Saturday, May 7, 2011

"She's all laid up in bed with a broken heart"


"While he's drinking Jack all alone at the local bar, and we don't know how, how we got into this mad situation, only do things out of frustration, trying to work it out but man these times are hard"

I haven't felt heartache like this in a long time. Probably since Tommy Loewen. Even with Buzz. Probably too messed up back then to feel much of anything. I guess it's better to process the hurt now rather than have it creep up on me later in life. I feel like I can't stop crying. The fax machine jams and it's cause for tears. Needless to say, a little office gossip and I'm blubbering like a whale. How embarassing Jessica. I guess at least most of it is in private. But I feel like my composure is starting to falter. And like I am walking a tight rope between sane and nutty. At least back in college I had the support of my sisters. My little, Jill, to make a bed for me on the porch because I was too devestated to do it myself. Snuggling into bed with my Twin, Rachel, since we pushed our beds together. I was allowed to cry and be angry and shit talk all night until I felt better. I could be hysterical and then run out the front door and into Jocelyn's bed across the street where we would eat mac n cheese and watch TV all night. Now I'm still required to get up and go to work, as my heart sickness does not qualify for a vacation day. So even though I threw up at work after seeing him and felt like I would burst into tears at any given moment, I have to smile and sell ballroom space. I have had a lot of practice and luckily my sales do not miss a beat, instead it's a lovely distraction.

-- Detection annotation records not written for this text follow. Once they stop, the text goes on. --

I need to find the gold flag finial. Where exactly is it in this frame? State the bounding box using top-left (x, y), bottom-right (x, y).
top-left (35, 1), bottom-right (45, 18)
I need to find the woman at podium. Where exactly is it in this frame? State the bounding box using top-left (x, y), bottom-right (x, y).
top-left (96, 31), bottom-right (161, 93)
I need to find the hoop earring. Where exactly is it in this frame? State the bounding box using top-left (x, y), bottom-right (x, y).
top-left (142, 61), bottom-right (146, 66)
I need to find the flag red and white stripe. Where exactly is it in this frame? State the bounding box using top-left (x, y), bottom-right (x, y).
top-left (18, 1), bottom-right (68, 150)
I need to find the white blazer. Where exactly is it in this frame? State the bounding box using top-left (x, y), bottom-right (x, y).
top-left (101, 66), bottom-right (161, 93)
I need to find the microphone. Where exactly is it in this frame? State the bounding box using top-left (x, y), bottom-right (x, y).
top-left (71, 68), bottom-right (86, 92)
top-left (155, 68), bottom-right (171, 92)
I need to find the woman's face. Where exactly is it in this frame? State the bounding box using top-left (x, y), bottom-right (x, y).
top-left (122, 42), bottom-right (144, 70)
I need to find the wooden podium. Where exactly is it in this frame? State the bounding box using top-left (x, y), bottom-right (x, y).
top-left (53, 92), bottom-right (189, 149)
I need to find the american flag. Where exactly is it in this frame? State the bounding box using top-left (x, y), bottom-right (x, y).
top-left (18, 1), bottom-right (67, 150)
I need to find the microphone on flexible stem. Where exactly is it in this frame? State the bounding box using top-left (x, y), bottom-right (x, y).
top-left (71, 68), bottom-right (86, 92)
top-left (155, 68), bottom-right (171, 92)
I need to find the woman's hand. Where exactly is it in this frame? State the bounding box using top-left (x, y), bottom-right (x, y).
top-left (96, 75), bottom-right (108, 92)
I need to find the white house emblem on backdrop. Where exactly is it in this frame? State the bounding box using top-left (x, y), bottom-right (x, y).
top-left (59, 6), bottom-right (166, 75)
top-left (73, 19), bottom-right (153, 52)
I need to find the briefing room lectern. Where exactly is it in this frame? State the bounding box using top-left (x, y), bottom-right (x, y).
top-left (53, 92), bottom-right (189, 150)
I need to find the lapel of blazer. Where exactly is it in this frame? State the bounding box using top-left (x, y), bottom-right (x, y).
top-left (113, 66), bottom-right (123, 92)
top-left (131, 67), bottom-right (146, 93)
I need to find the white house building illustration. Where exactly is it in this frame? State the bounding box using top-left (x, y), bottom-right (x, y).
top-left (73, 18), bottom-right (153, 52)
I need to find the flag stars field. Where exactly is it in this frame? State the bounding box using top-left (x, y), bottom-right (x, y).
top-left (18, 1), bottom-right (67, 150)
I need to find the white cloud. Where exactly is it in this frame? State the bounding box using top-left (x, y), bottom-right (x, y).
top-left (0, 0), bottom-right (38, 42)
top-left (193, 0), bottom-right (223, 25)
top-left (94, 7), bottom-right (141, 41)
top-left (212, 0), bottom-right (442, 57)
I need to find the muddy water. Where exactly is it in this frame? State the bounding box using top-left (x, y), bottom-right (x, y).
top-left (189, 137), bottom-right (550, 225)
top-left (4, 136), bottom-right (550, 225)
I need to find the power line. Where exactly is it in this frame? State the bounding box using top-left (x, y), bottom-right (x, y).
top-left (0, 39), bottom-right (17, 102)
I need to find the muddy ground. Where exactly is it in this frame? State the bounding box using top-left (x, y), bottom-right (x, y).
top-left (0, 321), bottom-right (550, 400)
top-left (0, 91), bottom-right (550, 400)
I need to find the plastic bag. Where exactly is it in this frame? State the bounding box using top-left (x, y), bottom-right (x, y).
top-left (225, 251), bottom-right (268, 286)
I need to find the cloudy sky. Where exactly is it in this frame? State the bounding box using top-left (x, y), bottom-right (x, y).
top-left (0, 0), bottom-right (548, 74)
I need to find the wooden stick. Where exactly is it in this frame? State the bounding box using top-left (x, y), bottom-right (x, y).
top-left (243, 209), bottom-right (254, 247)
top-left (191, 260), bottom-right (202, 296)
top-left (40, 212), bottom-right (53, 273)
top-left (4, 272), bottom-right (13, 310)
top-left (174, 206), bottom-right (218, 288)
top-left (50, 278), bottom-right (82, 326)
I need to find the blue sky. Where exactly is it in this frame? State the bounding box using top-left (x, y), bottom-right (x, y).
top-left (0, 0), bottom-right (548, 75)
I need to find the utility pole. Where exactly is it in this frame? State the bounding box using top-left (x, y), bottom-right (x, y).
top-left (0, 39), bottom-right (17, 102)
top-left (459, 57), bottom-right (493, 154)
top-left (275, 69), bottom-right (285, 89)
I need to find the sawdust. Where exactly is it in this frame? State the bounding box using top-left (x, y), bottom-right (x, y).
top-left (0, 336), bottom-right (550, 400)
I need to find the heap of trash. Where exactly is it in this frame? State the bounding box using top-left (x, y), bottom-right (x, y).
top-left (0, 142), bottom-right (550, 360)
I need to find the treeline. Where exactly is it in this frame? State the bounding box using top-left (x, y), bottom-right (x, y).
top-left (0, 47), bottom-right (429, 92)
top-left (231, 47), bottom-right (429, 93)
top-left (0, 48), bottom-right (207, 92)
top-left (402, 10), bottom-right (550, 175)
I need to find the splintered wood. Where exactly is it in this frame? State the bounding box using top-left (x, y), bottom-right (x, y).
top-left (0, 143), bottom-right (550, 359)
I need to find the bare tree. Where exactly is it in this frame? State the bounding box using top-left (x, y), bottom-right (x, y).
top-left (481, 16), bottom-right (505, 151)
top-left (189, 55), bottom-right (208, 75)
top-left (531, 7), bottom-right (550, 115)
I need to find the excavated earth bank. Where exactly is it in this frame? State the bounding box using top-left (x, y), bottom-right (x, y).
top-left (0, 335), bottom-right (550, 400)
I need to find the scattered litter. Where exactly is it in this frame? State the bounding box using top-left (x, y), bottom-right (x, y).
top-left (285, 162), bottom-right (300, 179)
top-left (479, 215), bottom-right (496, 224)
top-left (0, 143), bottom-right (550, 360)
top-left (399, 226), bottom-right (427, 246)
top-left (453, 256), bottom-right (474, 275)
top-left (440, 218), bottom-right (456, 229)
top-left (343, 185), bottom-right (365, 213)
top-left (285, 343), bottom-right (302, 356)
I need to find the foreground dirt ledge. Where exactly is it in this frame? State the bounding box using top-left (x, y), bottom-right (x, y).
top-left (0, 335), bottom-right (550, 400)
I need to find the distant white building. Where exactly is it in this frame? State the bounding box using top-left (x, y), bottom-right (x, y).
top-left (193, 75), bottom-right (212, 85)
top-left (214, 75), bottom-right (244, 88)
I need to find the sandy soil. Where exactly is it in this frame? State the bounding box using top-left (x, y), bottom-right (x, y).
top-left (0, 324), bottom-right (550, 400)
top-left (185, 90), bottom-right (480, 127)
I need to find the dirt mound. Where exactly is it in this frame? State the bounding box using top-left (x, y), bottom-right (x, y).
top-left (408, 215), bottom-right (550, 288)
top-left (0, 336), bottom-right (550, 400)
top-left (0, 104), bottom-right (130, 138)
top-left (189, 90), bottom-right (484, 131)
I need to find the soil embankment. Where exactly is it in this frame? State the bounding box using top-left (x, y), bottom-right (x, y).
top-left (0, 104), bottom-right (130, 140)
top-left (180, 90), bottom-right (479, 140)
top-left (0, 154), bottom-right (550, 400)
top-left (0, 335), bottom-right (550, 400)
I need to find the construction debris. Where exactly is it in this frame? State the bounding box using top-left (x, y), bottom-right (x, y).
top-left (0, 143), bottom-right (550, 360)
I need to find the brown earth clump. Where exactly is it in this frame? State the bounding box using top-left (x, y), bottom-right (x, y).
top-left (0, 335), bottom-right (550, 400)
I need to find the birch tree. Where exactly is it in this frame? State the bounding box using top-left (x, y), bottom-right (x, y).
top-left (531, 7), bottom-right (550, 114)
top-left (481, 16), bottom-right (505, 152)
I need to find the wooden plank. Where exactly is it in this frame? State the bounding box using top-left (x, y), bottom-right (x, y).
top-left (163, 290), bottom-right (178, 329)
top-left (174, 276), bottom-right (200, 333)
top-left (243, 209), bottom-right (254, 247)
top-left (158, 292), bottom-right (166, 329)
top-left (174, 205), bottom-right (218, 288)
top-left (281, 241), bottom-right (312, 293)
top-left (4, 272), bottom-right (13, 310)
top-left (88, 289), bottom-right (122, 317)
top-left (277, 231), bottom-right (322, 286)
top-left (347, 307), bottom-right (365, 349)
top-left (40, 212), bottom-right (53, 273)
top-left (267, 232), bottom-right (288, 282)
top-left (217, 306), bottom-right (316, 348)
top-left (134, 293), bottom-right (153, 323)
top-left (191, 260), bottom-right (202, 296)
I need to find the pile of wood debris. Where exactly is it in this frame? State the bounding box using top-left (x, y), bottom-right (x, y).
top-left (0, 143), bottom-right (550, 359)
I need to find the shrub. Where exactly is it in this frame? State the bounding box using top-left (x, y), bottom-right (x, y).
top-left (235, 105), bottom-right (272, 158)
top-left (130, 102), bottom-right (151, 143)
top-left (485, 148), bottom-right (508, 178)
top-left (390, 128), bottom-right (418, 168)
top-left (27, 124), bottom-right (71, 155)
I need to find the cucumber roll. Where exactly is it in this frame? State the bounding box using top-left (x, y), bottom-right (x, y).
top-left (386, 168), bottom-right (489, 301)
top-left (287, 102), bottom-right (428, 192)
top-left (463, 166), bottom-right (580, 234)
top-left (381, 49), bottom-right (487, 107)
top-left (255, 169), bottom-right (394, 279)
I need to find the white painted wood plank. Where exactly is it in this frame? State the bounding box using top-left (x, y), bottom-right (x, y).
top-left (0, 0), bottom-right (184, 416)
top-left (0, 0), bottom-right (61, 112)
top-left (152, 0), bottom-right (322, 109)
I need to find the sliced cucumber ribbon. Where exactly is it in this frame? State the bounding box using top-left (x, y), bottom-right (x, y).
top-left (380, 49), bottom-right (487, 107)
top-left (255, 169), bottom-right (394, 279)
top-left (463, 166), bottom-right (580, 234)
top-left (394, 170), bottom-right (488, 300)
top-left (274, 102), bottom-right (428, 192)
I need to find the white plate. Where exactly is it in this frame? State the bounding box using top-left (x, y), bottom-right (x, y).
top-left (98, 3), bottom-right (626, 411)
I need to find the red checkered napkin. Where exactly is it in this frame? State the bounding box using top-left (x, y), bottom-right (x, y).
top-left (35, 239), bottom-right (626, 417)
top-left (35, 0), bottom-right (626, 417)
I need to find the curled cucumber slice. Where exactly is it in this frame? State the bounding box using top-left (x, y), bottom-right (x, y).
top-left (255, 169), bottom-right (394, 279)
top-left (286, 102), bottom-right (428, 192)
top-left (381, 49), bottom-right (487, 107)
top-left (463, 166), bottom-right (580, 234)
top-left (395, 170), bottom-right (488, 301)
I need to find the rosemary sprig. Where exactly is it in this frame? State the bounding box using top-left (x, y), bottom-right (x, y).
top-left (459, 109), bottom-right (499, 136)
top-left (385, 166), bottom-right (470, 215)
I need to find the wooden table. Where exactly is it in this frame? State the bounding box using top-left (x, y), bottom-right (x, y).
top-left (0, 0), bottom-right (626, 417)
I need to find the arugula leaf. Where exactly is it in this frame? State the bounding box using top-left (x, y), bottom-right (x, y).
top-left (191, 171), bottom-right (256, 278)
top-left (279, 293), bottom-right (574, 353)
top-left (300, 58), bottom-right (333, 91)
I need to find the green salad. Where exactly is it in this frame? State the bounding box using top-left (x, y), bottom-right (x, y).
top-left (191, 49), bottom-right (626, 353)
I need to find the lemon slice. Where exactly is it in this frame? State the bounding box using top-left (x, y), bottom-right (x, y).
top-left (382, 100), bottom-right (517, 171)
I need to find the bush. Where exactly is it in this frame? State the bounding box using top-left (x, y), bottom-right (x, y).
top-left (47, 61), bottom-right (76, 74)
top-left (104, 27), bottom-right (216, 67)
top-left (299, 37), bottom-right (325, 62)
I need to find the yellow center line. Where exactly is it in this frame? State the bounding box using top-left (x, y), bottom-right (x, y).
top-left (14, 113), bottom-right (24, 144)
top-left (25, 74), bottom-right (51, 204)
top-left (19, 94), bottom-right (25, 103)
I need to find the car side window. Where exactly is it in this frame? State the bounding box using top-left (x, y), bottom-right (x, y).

I would give anything to go back to the Chi O house where it was socially acceptable to skip class, eat ice cream, and lay in the TV room all day in your pjs, shower at 7pm and be ready for Tailgaters at 9pm for a week straight or at least until I could function like a normal human being again. Instead, I'm all laid up in bed with a broken heart... in the evening, but 9 to 5 I'm living in the real world. And he says don't be so upset. Or he text it rather. Well that's easier said than done when I feel like a less awesome, crybaby version of my former self.